6. Journey of the Magi

In Journey of the Magi one of the Magi, long after the event, gives us an account of the journey to the birthplace of Christ. The journey of the Magi is not merely an ordinary physical journey, but also symbolic of the toils and troubles of the human soul in its spiritual quest.

7. Ash Wednesday

Ash Wednesday is a religious poem that depicts the struggle of the human soul trying to work out its own salvation. It reflects the feeling and moods of the poet and the struggle he has to go through to rise higher on the spiritual plane. The poem is not didactic because it does not preach moral lessons; it communicates what he felt in his own person.

8. Gerontion

Gerontion, a broken and decayed old man, is the central figure and what passes through his consciousness, forms the substance of the poem.
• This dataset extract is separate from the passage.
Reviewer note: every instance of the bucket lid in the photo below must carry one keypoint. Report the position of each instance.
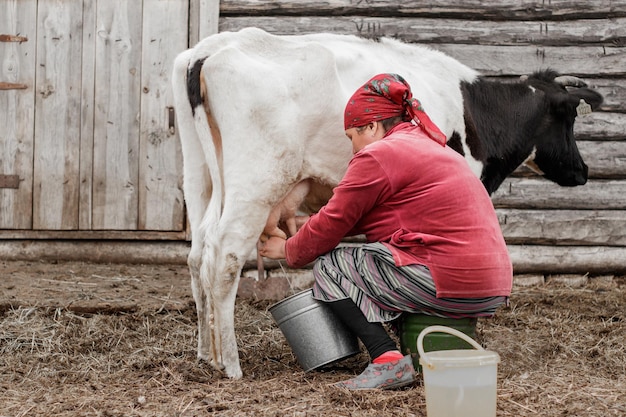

The thoughts of the old man reflect the essential barrenness of modern civilization. He is quite disillusioned about himself and about the purpose of the modern world. Modern life is vain and futile like the days passed by the old man.

9. Preludes

Preludes is made up of a sequence of descriptions of details of urban experience. The first two preludes are objective presentations of the city in the evening and morning. In the third and fourth preludes, Eliot makes clear the mind’s yearning for significance beyond the random details of consciousness. Preludes contains some striking pictures of the dreariness and anonymity of the urban scene.

10. Sweeney Among the Nightingales

Sweeney Among the Nightingales is a short poem in which two ladies try to seduce Sweeney, and there is a plot against his life. Elliot satirises the sexual jealousy and trivialities of modern society which lead to crime and violence.